According to the Center for Effective Altruism, “Effective altruism is about using evidence and reason to figure out how to benefit others as much as possible, and taking action on that basis.” Effective altruism is a fundamentally utilitarian outlook, with a special emphasis on the idea that because all lives are equally valuable, our humanitarianism must be scientifically calculated to maximize impact.
Effective altruists have been the promoters of caution and ethical consideration in the AI world. At first glance, this may make them the “good guys” from a Christian perspective, as Christians of all people should care about the moral dimensions of technology, knowing that the dangers of grasping recklessly for new technological heights go back to Babel. Indeed, some have sought to pairChristianity with the effective altruism movement.
Nonetheless, Christians ought to reject much of the effective altruism movement. Its aims are opposed to Christianity for at least four reasons.

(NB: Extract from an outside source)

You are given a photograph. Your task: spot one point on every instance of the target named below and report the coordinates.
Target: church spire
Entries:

- The Bible recognizes different spheres of responsibility
Speaking about children worldwide dying of preventable diseases, Peter Singer, a leading effective altruist, has said, “Does it really matter that they’re far away? I don’t think it does make a morally relevant difference.” In one sense, he’s right. The Parable of the Good Samaritan shows the need to love strangers and foreigners. However, the Bible also presents commands that give us priorities of whom we must love and serve – for example, our household (1 Timothy 5:8), the household of faith (Galatians 6:10), and the city in which God has placed us (Jeremiah 29:7 ). By contrast, effective altruism simply places the greatest moral priority wherever the greatest impact can be made.

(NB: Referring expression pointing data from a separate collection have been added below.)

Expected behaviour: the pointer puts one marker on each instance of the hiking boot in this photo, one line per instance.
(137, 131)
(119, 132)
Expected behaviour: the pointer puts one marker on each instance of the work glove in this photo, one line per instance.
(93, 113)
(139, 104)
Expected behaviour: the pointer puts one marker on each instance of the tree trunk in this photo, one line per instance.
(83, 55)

- The Bible expresses care for the mind and soul, not just the body
In trying to get the most out of each charitable dollar, effective altruists have pinpointed some fine causes, such as the Against Malaria Foundation. But they focus on charitable work which can be statistically proven to be effective, to the neglect of work whose effect cannot so easily be measured. Intellectual and spiritual formation does not take precedence for effective altruists, and yet the Bible is full of imperatives to guard the heart and soul and renew the mind. Indeed, these lie at the heart of what it means to be human and to help other humans. Forgetting this has led many effective altruists to prioritize animal welfare. One organization that has benefitted from this focus is the Sentience Institute, which demands an expansion of the “societal moral circle” to encompass all sentient beings. As Christians, we must not forget the uniqueness of the image of God.

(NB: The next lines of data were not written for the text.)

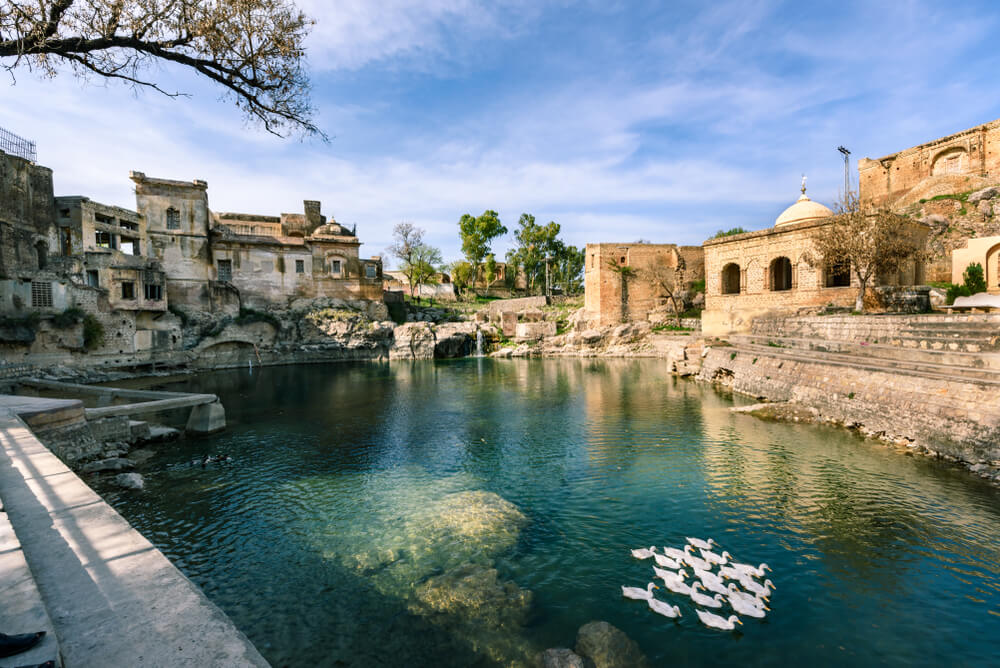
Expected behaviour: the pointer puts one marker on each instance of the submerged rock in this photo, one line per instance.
(560, 657)
(130, 481)
(473, 594)
(111, 464)
(608, 646)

- The Bible rejects the premise of existential risk
Another leading effective altruist, William MacAskill, founded an organization called 80,000 Hours, dedicated to the admirable goal of helping young people make the most of their careers. They “focus most on helping people tackle issues that threaten the future of civilization” and claim that “our first priority should be to survive.” Their list of existential risks includes artificial intelligence, engineered pandemics, nuclear war, and climate change. Scripture; however, is unconcerned with the possibility that we will ultimately destroy ourselves. As the apostle Peter reminds us, “By the same word the heavens and earth that now exist are stored up for fire, being kept until the day of judgment.” We should think wisely about the power of technology, but it is God who will bring this world to an end.
- The Bible values sincerity
Effective altruism implicitly affirms that if the impact of giving matters most, then the motives matter little. Unsurprisingly, the effective altruism movement has become a hotbed of hypocrisy. Sam Bankman-Fried, the FTX founder who has been convicted of multiple felonies, was a proponent of effective altruism. An exposé by Time demonstrated the prevalence of polyamory and sexual harassment in the effective altruism movement. Effective altruism has been especially popular in the Bay Area among tech leaders who present sleek and shiny visions of the future. While they virtue-signal about sending money overseas, San Francisco itself has devolved around them into horrifying levels of poverty, homelessness, and drug use. What a far cry from Paul’s commendation of earnest giving.
Why does all of this matter? In short, effective altruism is a philosophy that is shaping the world. It permeates the upper echelons of an emerging industry and influences the flow of millions upon millions of dollars. May God give us grace to spend wisely what He entrusts to us, not to pat ourselves on the back as we assess its utility, but rather so that we might hear the words, “Well done, my good and faithful servant.”